Methods We use data from two rounds of the US National Survey of Family Growth, conducted 2002-3 and 2011-15, and the British National Survey of Sexual Attitudes and Lifestyles, conducted 2000-2001 and 2010-2012, to examine differences between countries and over time in sexual activity and contraceptive use. We calculate pregnancy rates using national births and abortions data.

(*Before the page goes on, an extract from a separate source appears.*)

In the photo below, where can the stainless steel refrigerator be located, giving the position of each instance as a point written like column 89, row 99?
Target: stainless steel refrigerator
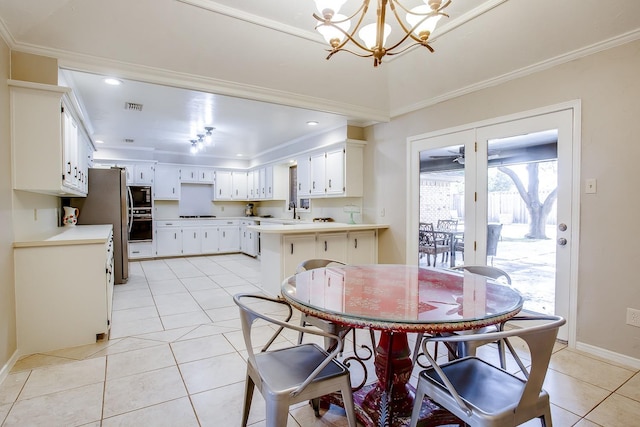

Results Pregnancy rates declined in both countries from 2001 to 2013 (US 45%, England and Wales 33%; this decline began earlier in the US and was steeper. In the later period a higher proportion of adolescents in Britain than the US reported ever having sex (GB 65% v. US 49%), sex in the last six months (59% v. 39%) and four weeks (48% v. 29%) and using highly-effective contraception (68% v. 52%). Between the two time periods there was no change in sexual activity in Britain, but in the US the proportion reporting recent sex declined. In both countries, there was a shift towards more effective contraception. IUD and implant use increased from 1% to 13% in Britain and from less than 1% to 5% between 2002 and 2013 (p<0.001). Pill, ring and patch use declined in Britain (58% to 49%, p=0.02), but did not change in the US. No method use declined only in the US (8% to 4%). Neither country had changes in condom or withdrawal use.

Conclusions In both countries, improvements in contraceptive use appear the main driver of the decline in pregnancy rates. Comparing Britain and the US shows that more sex among young people does not have to mean more pregnancies, and supports expanding comprehensive sex education programmes and youth-friendly contraceptive services in both countries.